L’équipe de sécurité travaille sur la liste des vulnérabilités classées par ordre de priorité, de la plus critique à la moins critique. Les organisations disposent de trois options pour remédier aux vulnérabilités :

1. Remédiation : corriger complètement une vulnérabilité afin qu'elle ne puisse plus être exploitée, par exemple en corrigeant un bogue du système d'exploitation, en corrigeant une erreur de configuration ou en supprimant un actif vulnérable du réseau. Les mesures de résolution ne sont pas toujours possibles. Pour certaines vulnérabilités, les correctifs complets n'étaient pas disponibles au moment de leur découverte (par exemple, les vulnérabilités zero-day). Pour les autres vulnérabilités, la résolution demanderait trop de ressources.
2. Atténuation :rendre une vulnérabilité plus difficile à exploiter et en réduire l’impact sans la supprimer complètement. Par exemple, l'ajout de mesures d'authentification et d'autorisation plus strictes à une application Web permettrait aux hackers de détourner plus facilement des comptes. L'élaboration de plans de réponse aux incidents pour les vulnérabilités identifiées peut atténuer l'impact des cyberattaques. Les équipes de sécurité choisissent généralement d’atténuer les données lorsque la résolution est impossible ou dont le coût est prohibitif. 
   
   
3. Acceptation : certaines vulnérabilités ont un impact si faible ou peu probable qu’il soit possible de les corriger de manière rentable. Dans ce cas, l’organisation peut choisir d’accepter la vulnérabilité.
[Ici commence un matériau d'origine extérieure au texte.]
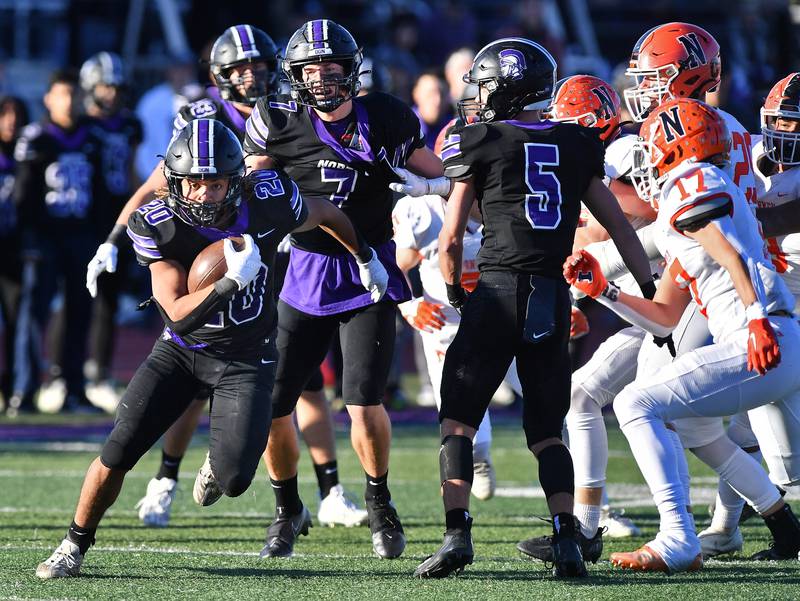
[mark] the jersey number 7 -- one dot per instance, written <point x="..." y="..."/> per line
<point x="543" y="204"/>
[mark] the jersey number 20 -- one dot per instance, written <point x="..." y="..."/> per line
<point x="543" y="203"/>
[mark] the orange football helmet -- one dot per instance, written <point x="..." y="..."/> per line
<point x="587" y="101"/>
<point x="783" y="102"/>
<point x="678" y="131"/>
<point x="675" y="60"/>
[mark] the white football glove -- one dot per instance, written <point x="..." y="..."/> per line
<point x="105" y="259"/>
<point x="415" y="185"/>
<point x="242" y="265"/>
<point x="373" y="277"/>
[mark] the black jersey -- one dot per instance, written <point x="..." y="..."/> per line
<point x="350" y="167"/>
<point x="121" y="133"/>
<point x="274" y="209"/>
<point x="59" y="178"/>
<point x="212" y="106"/>
<point x="530" y="180"/>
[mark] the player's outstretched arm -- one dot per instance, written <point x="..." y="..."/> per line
<point x="330" y="218"/>
<point x="781" y="220"/>
<point x="603" y="205"/>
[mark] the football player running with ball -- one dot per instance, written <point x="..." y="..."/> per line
<point x="221" y="336"/>
<point x="530" y="177"/>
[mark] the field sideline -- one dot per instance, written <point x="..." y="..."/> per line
<point x="212" y="553"/>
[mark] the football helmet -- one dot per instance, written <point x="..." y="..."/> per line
<point x="204" y="149"/>
<point x="323" y="41"/>
<point x="587" y="101"/>
<point x="680" y="130"/>
<point x="515" y="74"/>
<point x="102" y="68"/>
<point x="782" y="102"/>
<point x="242" y="45"/>
<point x="675" y="60"/>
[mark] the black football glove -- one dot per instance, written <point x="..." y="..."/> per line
<point x="456" y="296"/>
<point x="661" y="341"/>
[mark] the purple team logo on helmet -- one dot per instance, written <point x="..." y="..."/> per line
<point x="512" y="63"/>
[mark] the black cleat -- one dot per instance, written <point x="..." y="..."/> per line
<point x="455" y="553"/>
<point x="282" y="533"/>
<point x="541" y="547"/>
<point x="567" y="558"/>
<point x="388" y="538"/>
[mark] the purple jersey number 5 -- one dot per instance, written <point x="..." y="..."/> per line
<point x="543" y="204"/>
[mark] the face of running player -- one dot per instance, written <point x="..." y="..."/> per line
<point x="9" y="123"/>
<point x="244" y="76"/>
<point x="62" y="103"/>
<point x="107" y="97"/>
<point x="205" y="191"/>
<point x="315" y="73"/>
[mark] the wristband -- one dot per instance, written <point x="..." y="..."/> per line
<point x="755" y="311"/>
<point x="117" y="234"/>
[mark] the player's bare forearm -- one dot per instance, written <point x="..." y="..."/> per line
<point x="330" y="218"/>
<point x="780" y="221"/>
<point x="424" y="162"/>
<point x="604" y="207"/>
<point x="716" y="244"/>
<point x="171" y="292"/>
<point x="451" y="238"/>
<point x="145" y="192"/>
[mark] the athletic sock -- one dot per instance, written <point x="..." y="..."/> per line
<point x="327" y="477"/>
<point x="589" y="518"/>
<point x="377" y="487"/>
<point x="169" y="466"/>
<point x="287" y="499"/>
<point x="83" y="537"/>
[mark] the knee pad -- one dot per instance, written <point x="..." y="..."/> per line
<point x="555" y="470"/>
<point x="455" y="458"/>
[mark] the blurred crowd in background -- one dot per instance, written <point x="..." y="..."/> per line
<point x="417" y="50"/>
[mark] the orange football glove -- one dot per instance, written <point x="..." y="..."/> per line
<point x="422" y="315"/>
<point x="578" y="324"/>
<point x="763" y="351"/>
<point x="583" y="271"/>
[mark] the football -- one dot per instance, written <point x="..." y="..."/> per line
<point x="209" y="265"/>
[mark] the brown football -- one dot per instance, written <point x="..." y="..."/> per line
<point x="209" y="265"/>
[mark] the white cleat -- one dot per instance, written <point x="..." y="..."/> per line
<point x="719" y="542"/>
<point x="484" y="482"/>
<point x="207" y="490"/>
<point x="337" y="509"/>
<point x="154" y="508"/>
<point x="617" y="525"/>
<point x="65" y="561"/>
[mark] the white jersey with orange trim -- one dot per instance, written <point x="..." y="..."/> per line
<point x="693" y="269"/>
<point x="774" y="190"/>
<point x="417" y="223"/>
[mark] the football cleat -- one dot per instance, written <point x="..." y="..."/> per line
<point x="154" y="508"/>
<point x="455" y="553"/>
<point x="567" y="557"/>
<point x="283" y="532"/>
<point x="207" y="490"/>
<point x="645" y="559"/>
<point x="65" y="562"/>
<point x="338" y="509"/>
<point x="616" y="525"/>
<point x="541" y="547"/>
<point x="484" y="482"/>
<point x="718" y="542"/>
<point x="388" y="538"/>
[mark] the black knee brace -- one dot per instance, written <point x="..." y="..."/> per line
<point x="455" y="458"/>
<point x="555" y="470"/>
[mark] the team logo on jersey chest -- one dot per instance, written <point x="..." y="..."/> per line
<point x="512" y="63"/>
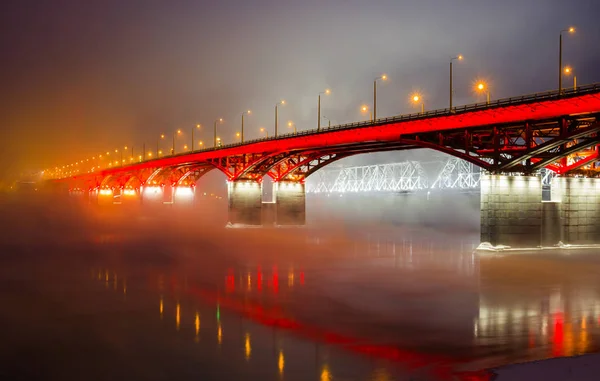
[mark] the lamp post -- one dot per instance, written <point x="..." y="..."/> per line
<point x="192" y="146"/>
<point x="482" y="87"/>
<point x="416" y="99"/>
<point x="292" y="125"/>
<point x="248" y="112"/>
<point x="178" y="132"/>
<point x="162" y="136"/>
<point x="282" y="102"/>
<point x="568" y="71"/>
<point x="220" y="120"/>
<point x="560" y="68"/>
<point x="383" y="78"/>
<point x="326" y="92"/>
<point x="365" y="109"/>
<point x="458" y="58"/>
<point x="262" y="129"/>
Étape 4 : vérification et surveillance

Pour vérifier que les efforts d'atténuation et de résolution ont fonctionné comme prévu, l'équipe de sécurité analyse et teste à nouveau les actifs sur lesquels elle vient de travailler. Ces audits ont deux objectifs principaux : déterminer si l’équipe de sécurité a traité avec succès toutes les vulnérabilités connues et s’assurer que l’atténuation et la résolution n’ont pas introduit de nouveau problème.

Dans le cadre de cette étape de réévaluation, l’équipe de sécurité surveille également le réseau de manière plus large. L’équipe recherche les nouvelles vulnérabilités depuis la dernière analyse, les anciennes mesures d’atténuation qui sont devenues obsolètes ou d’autres modifications qui peuvent nécessiter une action. Toutes ces conclusions permettent d'orienter la prochaine étape du cycle de vie.

Étape 5 : rapport et amélioration

L'équipe de sécurité documente l'activité du cycle de vie le plus récent, y compris les vulnérabilités identifiées, les mesures de résolution prises et les résultats. Ces rapports sont partagés avec les parties prenantes concernées, notamment les responsables, les propriétaires d’actifs, les services de conformité et autres. 

L'équipe de sécurité réfléchit également à la façon dont s'est déroulée la dernière phase du cycle de vie. L'équipe peut examiner des indicateurs clés tels que le temps moyen de détection (MTTD), le temps moyen de réponse (MTTR), le nombre total de vulnérabilités critiques et les taux de récurrence des vulnérabilités. En suivant ces indicateurs au fil du temps, l'équipe de sécurité peut établir une base de référence pour les performances du programme de gestion des vulnérabilités et identifier les opportunités d'amélioration du programme au fil du temps. Les leçons tirées d'un cycle de vie peuvent améliorer l'efficacité du cycle suivant.